"Ora la chiamo".
Era deciso, l'avrebbe fatto.
Ora, dopo tanti anni. Ed avrebbe sentito di nuovo il suono della sua voce. Quella voce che lo cullava quando era triste e gli accarezzava l'anima quando era agitato. E con gli occhi chiusi ed il telefono in mano ricordò il suo sorriso e, pur sapendo già la risposta, si chiese se quel sorriso sarebbe tornato a spiegare le ali in quel suo cielo grigio e pesante.

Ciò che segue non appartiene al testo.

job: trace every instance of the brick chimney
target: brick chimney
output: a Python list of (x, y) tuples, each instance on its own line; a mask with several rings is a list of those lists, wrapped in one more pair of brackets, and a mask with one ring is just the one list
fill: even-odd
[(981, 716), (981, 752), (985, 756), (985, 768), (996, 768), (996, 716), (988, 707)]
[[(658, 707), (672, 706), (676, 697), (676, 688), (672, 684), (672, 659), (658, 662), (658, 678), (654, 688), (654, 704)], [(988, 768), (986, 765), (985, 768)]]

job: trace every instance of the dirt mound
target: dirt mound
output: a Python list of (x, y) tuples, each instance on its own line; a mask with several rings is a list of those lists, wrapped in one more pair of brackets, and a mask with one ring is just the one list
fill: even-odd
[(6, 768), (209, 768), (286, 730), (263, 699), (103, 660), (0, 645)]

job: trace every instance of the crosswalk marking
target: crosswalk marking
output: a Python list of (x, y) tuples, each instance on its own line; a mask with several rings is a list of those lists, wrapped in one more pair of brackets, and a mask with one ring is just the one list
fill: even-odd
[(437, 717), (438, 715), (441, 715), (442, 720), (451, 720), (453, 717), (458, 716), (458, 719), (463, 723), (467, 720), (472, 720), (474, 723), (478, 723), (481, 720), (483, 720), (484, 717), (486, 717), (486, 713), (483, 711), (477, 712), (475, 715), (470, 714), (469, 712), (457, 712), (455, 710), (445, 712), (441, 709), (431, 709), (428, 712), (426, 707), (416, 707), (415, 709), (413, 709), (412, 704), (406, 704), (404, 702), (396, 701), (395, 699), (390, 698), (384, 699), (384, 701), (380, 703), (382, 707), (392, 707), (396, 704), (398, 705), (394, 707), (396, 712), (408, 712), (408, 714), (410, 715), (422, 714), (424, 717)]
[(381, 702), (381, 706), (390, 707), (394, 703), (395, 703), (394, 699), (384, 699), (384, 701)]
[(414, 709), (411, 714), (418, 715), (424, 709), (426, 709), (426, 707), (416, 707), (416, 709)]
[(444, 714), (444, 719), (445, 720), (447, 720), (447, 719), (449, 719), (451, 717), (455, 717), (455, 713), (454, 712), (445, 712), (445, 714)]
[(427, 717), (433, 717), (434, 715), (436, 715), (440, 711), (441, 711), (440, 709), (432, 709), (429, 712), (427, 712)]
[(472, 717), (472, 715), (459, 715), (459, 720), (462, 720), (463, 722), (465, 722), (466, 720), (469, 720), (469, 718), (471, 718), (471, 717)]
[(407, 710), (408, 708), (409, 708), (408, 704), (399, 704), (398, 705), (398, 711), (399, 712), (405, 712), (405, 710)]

L'avrebbe pregata di non fargli domande perché sarebbe stato solo come affondare una lama nella piaga di una ferita, profonda e marcia come le notti di un poeta pazzo, solo e disperato. O forse no. Forse sarebbe stato giusto lasciare che le facesse; che pretendesse risposte. Gliele doveva. Come un assassino in ginocchio deve il proprio petto per espiare il male fatto e per far dissetare col proprio sangue l'arsura di un Cuore che si è ritrovato spezzato senza sapere perché. La richiesta di un perdono ormai inutile ed a quel punto irritante. Ci pensò. E posò il telefono. L'avrebbe chiamata, un giorno, ma non quello. Neanche, quello.